Inval reliability, especially for inplace updates

From: Noah Misch <noah(at)leadboat(dot)com>
To: pgsql-hackers(at)postgresql(dot)org
Subject: Inval reliability, especially for inplace updates
Date: 2024-05-23 00:05:48
Message-ID: 20240523000548.58.nmisch@google.com
Views: Raw Message | Whole Thread | Download mbox | Resend email
Thread:
Lists: pgsql-hackers

https://postgr.es/m/20240512232923.aa.nmisch@google.com wrote:
> Separable, nontrivial things not fixed in the attached patch stack:
>
> - Inplace update uses transactional CacheInvalidateHeapTuple(). ROLLBACK of
> CREATE INDEX wrongly discards the inval, leading to the relhasindex=t loss
> still seen in inplace-inval.spec. CacheInvalidateRelmap() does this right.
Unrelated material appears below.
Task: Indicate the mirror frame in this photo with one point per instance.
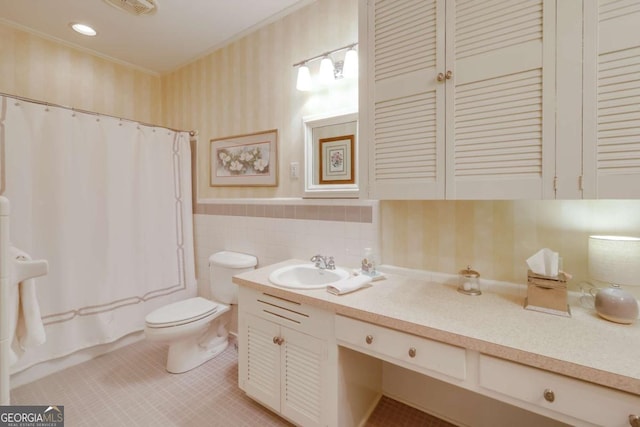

I plan to fix that like CacheInvalidateRelmap(): send the inval immediately,
inside the critical section. Send it in heap_xlog_inplace(), too. The
interesting decision is how to handle RelationCacheInitFilePreInvalidate(),
which has an unlink_initfile() that can fail with e.g. EIO. Options:

1. Unlink during critical section, and accept that EIO becomes PANIC. Replay
may reach the same EIO, and the system won't reopen to connections until
the storage starts cooperating.a Interaction with checkpoints is not ideal.
If we checkpoint and then crash between inplace XLogInsert() and inval,
we'd be relying on StartupXLOG() -> RelationCacheInitFileRemove(). That
uses elevel==LOG, so replay would neglect to PANIC on EIO.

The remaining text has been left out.